Hummels: „Da könnte ich kotzen“

Was Hummels besonders störe, seien Regelauslegungen, die nicht fußballnah sind. „Und da wären wir jetzt bei meinem Lieblingsthema: Handspiel. Für mich gibt es gerade viel zu viele Handelfmeter“, sagte er. Für ihn müsse bei einem Handspiel immer exakt das gleiche Kriterium gelten. Es sei ein Unterschied, ob der Ball mit der Hand berührt oder gespielt werde.
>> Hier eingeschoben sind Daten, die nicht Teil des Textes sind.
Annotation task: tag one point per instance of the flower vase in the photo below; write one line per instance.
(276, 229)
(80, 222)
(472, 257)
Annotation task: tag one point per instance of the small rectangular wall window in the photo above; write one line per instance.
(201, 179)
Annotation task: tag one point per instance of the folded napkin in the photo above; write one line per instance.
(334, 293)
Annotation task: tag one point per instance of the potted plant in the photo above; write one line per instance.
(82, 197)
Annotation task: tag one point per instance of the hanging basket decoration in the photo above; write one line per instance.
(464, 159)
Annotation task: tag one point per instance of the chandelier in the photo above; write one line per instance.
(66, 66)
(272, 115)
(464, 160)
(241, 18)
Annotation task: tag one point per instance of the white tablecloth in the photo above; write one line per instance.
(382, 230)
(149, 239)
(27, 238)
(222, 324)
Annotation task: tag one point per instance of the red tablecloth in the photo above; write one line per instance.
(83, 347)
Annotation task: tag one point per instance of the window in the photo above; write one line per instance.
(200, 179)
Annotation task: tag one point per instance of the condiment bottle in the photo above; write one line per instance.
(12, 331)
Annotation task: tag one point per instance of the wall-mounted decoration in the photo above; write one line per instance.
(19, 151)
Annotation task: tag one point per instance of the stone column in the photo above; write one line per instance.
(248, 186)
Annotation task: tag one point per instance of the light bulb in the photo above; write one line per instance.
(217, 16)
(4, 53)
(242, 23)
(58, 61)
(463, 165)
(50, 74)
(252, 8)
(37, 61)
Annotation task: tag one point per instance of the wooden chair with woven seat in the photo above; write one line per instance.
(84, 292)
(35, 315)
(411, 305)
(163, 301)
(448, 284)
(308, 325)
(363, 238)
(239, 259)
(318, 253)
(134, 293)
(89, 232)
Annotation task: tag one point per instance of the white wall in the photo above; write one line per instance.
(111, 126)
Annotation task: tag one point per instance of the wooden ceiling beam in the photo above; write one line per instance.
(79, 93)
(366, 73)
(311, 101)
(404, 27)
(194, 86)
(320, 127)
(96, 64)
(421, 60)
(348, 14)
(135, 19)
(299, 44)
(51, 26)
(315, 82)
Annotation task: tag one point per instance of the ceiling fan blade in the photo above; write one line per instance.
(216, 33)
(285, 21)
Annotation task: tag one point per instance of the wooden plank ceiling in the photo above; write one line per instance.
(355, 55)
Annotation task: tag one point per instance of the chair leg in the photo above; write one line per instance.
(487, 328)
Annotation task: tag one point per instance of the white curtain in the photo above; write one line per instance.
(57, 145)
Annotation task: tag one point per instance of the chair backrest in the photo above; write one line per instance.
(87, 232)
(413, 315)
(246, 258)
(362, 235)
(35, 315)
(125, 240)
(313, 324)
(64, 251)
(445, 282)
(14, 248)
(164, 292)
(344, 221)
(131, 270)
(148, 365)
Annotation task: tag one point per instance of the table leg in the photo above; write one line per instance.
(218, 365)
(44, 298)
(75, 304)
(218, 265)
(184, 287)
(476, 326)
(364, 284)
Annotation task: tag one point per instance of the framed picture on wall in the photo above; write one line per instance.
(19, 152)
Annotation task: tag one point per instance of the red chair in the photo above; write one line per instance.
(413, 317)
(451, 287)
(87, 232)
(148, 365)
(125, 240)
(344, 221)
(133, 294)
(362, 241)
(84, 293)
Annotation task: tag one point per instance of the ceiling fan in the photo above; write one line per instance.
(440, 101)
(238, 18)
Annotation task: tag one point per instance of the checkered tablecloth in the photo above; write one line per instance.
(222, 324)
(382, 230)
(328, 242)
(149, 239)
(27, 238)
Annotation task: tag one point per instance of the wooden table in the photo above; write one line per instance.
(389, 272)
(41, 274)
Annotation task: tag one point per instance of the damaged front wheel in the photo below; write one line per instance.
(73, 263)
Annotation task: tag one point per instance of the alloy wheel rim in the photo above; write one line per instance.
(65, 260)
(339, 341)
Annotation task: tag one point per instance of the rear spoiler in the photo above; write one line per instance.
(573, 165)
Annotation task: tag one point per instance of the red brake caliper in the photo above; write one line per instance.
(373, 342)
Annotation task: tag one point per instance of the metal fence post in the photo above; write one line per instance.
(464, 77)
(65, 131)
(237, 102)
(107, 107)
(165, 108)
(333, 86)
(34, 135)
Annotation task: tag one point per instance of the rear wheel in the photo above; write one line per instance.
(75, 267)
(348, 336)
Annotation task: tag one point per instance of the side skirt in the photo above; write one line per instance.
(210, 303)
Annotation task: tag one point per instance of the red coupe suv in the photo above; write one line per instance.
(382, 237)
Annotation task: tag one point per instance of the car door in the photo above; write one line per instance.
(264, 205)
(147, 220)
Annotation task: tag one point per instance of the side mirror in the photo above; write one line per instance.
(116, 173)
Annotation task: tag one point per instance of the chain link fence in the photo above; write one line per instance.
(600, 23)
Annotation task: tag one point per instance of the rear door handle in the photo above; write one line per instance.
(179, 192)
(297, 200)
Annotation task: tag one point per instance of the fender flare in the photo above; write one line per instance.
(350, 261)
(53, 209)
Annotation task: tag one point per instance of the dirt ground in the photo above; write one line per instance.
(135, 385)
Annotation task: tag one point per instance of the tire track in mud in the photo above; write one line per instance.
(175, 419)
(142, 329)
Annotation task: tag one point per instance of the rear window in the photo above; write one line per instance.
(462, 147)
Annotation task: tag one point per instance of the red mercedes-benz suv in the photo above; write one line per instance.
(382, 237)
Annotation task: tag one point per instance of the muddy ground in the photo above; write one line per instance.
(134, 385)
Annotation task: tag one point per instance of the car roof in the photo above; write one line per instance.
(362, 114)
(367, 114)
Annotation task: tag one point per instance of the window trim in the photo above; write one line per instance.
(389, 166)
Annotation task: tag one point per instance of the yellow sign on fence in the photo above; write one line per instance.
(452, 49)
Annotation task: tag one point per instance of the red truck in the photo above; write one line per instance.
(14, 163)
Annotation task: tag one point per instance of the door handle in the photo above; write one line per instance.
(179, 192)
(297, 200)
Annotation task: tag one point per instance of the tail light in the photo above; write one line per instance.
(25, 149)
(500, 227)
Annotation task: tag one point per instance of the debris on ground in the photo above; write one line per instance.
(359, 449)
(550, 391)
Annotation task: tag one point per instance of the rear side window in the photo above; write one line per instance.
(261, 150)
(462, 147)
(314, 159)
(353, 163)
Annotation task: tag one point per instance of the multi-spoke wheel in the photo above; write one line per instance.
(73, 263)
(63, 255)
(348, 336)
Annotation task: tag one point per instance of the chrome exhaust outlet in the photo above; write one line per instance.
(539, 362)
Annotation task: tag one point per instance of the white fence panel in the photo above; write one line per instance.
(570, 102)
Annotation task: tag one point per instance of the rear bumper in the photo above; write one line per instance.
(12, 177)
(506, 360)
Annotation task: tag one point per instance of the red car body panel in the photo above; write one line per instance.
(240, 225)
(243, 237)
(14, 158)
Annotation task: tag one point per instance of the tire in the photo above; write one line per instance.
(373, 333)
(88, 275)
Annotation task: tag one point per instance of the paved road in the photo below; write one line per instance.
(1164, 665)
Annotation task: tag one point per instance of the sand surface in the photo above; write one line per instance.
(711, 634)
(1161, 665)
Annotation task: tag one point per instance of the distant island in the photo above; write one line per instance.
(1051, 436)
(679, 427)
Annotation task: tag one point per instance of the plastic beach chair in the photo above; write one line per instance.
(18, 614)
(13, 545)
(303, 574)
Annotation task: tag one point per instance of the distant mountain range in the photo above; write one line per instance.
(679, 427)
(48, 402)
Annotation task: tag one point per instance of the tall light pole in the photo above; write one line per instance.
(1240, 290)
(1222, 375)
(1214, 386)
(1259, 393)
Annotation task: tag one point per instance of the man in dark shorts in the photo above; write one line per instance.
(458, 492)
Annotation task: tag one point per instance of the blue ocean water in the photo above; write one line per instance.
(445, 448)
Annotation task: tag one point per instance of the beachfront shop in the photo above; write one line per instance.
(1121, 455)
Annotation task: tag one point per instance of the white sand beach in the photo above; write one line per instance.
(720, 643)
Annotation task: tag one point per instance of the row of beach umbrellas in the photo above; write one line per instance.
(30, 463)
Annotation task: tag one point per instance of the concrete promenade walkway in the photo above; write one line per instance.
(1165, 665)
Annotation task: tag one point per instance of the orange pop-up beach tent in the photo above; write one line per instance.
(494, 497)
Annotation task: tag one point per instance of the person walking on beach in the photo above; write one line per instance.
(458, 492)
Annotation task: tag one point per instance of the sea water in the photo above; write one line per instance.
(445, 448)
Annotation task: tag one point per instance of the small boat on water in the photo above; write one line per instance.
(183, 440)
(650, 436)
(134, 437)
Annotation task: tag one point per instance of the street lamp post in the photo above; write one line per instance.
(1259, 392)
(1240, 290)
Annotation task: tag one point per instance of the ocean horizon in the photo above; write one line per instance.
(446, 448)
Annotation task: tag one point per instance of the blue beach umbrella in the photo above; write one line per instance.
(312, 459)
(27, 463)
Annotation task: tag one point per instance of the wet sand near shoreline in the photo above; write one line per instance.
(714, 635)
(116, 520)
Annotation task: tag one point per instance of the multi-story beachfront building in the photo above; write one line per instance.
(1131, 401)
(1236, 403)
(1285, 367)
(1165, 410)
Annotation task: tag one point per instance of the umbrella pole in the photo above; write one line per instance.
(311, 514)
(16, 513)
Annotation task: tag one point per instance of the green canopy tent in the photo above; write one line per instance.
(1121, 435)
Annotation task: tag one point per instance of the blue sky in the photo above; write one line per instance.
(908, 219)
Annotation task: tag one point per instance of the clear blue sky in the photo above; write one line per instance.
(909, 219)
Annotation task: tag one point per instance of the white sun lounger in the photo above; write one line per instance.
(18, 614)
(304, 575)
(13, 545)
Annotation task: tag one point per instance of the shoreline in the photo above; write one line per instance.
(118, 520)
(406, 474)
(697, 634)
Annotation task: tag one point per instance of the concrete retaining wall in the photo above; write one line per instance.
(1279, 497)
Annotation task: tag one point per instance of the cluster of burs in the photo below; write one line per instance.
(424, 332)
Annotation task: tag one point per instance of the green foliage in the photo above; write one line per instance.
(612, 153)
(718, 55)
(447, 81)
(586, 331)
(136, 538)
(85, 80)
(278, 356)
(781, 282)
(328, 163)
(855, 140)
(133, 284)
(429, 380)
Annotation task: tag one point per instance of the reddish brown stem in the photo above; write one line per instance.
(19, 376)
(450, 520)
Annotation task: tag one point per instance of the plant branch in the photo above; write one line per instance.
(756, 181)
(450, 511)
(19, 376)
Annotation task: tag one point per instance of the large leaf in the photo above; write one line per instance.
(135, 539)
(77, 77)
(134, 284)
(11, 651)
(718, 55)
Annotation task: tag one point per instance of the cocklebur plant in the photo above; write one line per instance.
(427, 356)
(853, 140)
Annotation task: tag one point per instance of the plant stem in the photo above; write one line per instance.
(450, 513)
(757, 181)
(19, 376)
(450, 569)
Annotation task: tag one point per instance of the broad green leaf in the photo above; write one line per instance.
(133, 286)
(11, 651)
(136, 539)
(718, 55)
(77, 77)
„Fußball ist eine Bewegungssportart, die Arme schwingen ganz natürlich mit. Bei einem Schuss geht der Arm mit. Es gibt für mich fast keine Handspiele im Fußball. Wenn ich pfeifen würde, gäbe es in einer Saison weniger als zehn Handelfmeter“, beklagte Hummels: „Wenn ich nach hinten zum Kopfball springe, der Gegenspieler köpft an den Arm und es gibt Elfmeter: Da könnte ich kotzen. Wer hochspringt, nimmt seine Arme automatisch mit hoch.“

Dass es im Regelwerk den Begriff „natürliche Handbewegung“ gibt, sei prinzipiell richtig, nur werde dieser falsch interpretiert. Ittrich stimmt Hummels sogar zu und erklärte: „Als ich früher im Hinterhof Fußball gespielt habe, war es nur Hand, wenn du den Ball gefangen hast. Als Schiedsrichter kann ich mich aber nicht gegen die Regel stellen.“

Ob deswegen eine Challenge, bei der Trainer zweimal pro Spiel oder pro Halbzeit die Möglichkeit haben, einen Videobeweis einzufordern, sinnvoll wäre?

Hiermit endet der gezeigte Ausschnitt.